Nevertheless, both Whitehouse's investigation and the new Treasury data confirm that:

  • Climate change is driving increasing non-renewal rates. The data show that the states and counties most exposed to climate-related risks, like wildfires or hurricanes, are among those with the highest non-renewal rates and the highest growth in non-renewal rates.
  • Insurance non-renewals are not exclusively a problem for communities typically seen as being on the front lines of climate change. Coastal communities have been seen as the canaries in the coal mine, but data make clear that inland communities affected by phenomena such as wildfires and hail are not far behind.
  • Across the United States, insurance costs are rising and there is a clear positive correlation between rising non-renewal rates and rising premiums-and a similar correlation between annual premium rate changes and non-renewal rate percentage changes over time-demonstrating that climate change has become a major cost-of-living issue for families across the country.

Background on Whitehouse's Investigation

Last Congress, Senator Whitehouse, then-Chairman of the Senate Budget Committee, held a series of hearings to expose the systemic risks climate change poses to the U.S. economy and the federal budget. Central bankers, economists, insurance industry executives, financial experts, academics, state and local leaders, and others have warned that sea level rise and more intense storms could make more than $1 trillion in coastal real estate uninsurable, and therefore unmortgageable; that more frequent and intense wildfires could result in a similar death spiral for Western property values; and that climate-related losses are making it harder for the insurance industry to price risk, which has already led to skyrocketing premiums and growth in non-renewals.

Given the economy-wide harms from widespread uninsurability, the Senate Budget Committee in the 118th Congress launched an investigation into the 20 largest private-sector insurance companies in California, Louisiana, Florida, and Texas-a total of 41 companies-to request national non-renewal data as well as documents and information related to the companies' plans to address increased underwriting losses from climate disasters.

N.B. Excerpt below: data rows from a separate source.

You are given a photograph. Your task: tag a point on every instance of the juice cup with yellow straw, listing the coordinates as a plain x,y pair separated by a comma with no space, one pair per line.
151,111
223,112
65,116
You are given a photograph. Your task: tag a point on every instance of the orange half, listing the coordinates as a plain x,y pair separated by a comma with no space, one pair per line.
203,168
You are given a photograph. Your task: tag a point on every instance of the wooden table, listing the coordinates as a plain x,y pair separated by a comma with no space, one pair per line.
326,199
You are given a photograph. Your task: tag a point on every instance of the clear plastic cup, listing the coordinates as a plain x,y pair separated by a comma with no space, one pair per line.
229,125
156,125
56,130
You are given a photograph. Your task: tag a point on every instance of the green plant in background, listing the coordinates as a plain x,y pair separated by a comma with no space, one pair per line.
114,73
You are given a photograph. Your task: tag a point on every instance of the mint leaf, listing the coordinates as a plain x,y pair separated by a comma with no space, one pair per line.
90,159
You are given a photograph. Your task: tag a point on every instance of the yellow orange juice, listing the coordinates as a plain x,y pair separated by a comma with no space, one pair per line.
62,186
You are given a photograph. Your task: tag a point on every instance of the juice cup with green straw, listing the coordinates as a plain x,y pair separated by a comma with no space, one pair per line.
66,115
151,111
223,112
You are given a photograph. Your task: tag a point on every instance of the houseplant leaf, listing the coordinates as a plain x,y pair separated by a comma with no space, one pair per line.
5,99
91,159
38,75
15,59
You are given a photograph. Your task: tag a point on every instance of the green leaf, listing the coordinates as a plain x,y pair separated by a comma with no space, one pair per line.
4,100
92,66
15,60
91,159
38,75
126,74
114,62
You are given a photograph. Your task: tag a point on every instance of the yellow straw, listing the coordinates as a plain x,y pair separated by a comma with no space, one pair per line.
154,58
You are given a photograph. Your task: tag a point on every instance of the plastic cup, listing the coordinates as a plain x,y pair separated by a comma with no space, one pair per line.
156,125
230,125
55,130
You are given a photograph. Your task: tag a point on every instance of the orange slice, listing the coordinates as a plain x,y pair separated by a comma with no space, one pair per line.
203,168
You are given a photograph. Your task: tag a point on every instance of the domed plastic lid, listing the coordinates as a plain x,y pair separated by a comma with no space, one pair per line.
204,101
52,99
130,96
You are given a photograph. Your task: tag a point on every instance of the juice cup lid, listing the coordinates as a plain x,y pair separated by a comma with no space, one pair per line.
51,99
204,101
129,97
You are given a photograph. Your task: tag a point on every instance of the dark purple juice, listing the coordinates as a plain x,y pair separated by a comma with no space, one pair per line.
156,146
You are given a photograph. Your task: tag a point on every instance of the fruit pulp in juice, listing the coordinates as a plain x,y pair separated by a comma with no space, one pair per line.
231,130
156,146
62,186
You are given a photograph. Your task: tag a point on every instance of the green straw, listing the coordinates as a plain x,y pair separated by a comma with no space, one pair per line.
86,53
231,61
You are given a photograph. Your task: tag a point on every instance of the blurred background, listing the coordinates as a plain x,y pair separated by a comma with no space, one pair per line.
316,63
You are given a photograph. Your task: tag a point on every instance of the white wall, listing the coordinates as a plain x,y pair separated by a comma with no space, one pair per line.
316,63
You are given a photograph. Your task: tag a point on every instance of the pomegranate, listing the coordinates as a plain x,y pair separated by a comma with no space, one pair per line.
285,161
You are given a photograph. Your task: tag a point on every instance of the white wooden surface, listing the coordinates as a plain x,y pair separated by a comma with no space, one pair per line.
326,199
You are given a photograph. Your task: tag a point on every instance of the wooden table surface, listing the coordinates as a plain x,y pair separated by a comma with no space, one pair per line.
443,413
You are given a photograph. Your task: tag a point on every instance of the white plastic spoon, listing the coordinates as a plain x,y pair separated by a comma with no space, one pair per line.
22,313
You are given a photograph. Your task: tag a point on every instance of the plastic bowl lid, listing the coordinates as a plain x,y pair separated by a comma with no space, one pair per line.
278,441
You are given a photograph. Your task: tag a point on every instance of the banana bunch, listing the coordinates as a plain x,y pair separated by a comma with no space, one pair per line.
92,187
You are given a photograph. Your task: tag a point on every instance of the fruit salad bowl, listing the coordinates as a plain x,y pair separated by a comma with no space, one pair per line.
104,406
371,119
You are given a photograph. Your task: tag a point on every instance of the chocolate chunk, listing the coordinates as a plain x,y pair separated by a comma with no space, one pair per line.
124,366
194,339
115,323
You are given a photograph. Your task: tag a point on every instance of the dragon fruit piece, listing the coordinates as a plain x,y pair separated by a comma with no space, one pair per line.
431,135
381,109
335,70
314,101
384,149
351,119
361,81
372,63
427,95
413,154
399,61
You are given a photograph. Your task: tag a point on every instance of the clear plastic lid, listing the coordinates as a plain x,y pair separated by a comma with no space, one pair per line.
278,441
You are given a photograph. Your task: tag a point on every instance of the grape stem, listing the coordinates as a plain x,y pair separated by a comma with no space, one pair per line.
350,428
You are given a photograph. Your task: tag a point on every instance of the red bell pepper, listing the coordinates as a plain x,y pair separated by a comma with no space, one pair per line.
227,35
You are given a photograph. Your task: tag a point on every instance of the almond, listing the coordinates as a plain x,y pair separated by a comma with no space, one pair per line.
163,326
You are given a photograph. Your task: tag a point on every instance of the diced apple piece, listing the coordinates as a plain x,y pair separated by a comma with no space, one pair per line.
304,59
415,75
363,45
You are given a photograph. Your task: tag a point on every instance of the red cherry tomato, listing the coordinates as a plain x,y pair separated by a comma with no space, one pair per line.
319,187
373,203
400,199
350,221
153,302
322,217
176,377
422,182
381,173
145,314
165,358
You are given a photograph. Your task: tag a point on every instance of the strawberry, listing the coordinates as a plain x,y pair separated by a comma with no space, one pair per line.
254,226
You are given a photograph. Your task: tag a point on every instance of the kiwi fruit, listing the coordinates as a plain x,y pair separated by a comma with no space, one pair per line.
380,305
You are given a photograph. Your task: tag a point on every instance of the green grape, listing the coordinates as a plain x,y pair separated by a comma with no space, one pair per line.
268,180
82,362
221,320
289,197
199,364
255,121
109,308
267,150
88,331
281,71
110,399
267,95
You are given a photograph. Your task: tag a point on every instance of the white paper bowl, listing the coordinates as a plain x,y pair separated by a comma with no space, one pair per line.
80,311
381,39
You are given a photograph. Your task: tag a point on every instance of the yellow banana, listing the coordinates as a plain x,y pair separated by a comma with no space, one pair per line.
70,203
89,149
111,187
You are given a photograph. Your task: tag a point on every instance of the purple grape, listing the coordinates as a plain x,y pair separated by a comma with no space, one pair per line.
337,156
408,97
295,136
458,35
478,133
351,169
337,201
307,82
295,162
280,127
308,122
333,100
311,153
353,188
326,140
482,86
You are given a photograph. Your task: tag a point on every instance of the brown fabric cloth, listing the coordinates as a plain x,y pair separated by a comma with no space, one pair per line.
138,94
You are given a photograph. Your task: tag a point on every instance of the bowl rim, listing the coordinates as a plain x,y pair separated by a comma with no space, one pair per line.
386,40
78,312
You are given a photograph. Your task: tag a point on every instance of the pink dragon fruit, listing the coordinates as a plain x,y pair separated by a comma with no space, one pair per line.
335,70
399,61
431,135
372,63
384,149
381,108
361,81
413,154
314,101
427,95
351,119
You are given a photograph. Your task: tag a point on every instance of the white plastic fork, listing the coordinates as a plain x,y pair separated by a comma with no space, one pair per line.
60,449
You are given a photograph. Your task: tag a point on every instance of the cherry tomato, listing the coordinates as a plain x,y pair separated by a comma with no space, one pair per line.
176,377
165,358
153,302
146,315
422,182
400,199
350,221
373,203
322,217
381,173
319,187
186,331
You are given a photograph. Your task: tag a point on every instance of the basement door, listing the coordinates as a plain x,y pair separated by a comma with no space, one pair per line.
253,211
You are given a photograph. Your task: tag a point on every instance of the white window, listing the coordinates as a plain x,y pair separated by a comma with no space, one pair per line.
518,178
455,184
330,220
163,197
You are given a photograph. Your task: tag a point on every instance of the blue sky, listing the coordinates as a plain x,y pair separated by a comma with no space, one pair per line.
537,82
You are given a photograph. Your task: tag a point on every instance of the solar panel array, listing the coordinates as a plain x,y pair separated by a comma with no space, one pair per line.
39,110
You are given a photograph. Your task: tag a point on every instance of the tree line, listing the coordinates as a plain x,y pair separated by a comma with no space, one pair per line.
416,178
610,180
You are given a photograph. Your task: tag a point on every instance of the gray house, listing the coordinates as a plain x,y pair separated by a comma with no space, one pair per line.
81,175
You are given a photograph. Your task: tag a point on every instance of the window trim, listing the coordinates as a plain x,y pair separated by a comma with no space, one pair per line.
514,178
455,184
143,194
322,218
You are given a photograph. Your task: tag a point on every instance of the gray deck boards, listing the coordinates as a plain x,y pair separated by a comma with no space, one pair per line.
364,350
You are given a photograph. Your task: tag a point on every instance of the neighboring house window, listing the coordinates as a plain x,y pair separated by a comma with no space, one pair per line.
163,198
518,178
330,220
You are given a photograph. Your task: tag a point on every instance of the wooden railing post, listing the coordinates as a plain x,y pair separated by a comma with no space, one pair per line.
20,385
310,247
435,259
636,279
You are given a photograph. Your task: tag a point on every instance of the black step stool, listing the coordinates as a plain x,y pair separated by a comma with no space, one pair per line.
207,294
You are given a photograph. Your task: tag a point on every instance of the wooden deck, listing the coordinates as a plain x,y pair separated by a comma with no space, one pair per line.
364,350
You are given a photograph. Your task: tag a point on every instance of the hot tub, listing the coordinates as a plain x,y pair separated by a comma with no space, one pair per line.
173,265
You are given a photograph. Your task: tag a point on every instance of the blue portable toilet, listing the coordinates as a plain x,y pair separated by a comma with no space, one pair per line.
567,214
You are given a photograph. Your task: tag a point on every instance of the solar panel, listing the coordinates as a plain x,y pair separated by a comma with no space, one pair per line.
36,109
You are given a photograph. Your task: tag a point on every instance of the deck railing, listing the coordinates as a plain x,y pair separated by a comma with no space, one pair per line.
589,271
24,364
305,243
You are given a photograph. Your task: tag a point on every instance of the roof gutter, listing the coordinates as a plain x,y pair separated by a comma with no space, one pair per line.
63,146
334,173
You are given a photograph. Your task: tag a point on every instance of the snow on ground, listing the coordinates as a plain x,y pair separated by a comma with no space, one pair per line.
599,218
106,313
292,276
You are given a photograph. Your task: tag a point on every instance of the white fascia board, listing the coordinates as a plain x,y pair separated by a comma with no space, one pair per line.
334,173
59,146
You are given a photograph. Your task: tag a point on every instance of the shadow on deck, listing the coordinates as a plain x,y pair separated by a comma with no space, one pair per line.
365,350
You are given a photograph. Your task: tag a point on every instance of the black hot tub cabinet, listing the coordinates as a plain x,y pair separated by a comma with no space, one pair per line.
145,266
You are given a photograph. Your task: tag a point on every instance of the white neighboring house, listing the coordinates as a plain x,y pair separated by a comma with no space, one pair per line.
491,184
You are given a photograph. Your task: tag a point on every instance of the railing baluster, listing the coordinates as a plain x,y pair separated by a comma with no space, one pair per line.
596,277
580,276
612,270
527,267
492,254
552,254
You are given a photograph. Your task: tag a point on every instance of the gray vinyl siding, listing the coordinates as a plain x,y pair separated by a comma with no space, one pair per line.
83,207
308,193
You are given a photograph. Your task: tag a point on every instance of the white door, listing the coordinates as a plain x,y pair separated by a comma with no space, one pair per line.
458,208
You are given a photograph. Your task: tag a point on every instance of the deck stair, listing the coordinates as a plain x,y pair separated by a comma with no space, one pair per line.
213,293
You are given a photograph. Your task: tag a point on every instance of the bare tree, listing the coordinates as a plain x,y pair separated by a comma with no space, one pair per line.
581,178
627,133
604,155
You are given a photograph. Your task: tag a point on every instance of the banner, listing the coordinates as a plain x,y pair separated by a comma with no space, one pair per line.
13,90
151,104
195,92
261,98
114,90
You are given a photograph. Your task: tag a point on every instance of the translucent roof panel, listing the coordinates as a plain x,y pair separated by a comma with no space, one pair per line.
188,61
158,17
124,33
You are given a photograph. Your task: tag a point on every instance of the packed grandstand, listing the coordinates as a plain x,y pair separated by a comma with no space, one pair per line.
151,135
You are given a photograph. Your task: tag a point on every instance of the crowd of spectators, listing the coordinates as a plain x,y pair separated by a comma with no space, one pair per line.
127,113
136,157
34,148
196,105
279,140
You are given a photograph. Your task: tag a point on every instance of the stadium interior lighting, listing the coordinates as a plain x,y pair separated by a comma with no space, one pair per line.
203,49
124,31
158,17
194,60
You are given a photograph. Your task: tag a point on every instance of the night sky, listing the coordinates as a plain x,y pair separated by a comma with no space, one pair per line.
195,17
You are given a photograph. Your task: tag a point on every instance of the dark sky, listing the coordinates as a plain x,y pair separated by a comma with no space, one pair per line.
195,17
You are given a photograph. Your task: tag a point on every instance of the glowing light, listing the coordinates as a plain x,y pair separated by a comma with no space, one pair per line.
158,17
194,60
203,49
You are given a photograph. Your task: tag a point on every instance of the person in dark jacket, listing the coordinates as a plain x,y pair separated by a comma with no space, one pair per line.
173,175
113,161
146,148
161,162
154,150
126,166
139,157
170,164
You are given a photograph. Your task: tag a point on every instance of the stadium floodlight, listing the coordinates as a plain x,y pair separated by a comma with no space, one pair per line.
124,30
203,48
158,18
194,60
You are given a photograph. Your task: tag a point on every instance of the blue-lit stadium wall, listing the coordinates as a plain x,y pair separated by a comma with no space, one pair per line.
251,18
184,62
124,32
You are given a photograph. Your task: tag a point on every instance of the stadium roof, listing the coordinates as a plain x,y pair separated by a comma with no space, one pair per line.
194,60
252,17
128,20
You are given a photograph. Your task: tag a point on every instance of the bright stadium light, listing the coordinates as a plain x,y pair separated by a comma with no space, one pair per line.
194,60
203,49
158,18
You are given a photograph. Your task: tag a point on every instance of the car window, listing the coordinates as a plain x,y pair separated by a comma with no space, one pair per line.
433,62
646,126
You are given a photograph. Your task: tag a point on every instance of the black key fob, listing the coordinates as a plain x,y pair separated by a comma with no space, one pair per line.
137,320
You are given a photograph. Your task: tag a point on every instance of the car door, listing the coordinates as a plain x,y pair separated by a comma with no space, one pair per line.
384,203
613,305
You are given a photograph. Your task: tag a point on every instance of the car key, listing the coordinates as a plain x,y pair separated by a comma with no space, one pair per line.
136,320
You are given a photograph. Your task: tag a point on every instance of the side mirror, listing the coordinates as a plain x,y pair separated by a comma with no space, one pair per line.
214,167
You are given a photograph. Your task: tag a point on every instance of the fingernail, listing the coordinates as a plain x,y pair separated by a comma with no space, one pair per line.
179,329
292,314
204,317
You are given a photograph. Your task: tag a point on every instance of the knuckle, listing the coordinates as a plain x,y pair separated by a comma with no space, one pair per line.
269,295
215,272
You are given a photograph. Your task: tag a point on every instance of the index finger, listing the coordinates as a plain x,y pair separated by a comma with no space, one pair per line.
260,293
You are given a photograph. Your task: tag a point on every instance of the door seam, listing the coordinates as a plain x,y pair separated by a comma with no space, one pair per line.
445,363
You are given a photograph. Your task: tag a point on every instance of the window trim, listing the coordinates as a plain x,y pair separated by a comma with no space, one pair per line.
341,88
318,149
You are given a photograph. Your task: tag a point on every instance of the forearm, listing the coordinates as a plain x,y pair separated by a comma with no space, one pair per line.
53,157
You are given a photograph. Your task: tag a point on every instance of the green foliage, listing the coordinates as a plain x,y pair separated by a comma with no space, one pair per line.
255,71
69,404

The Committee sent letters to American International Group, Allied Trust, American Integrity, Allstate, American Family, AmTrust, Applied Underwriters, Auto Club Enterprises, AXA, Berkshire Hathaway, Chubb, CNA, CSAA, Fairfax, Farmers, Florida Peninsula, First Protective, Gulf States, Hartford, Heritage, Homeowners of America, Homeowners Choice, Kemper, Louisiana Farm Bureau, Liberty Mutual, Mercury General, Nationwide, Olympus, People's Trust, Progressive, Security First, Shelter Mutual, Slide, State Farm, SURE, Tokio Marine, Tower Hill, Travelers, Universal Insurance Holdings, USAA, and Zurich.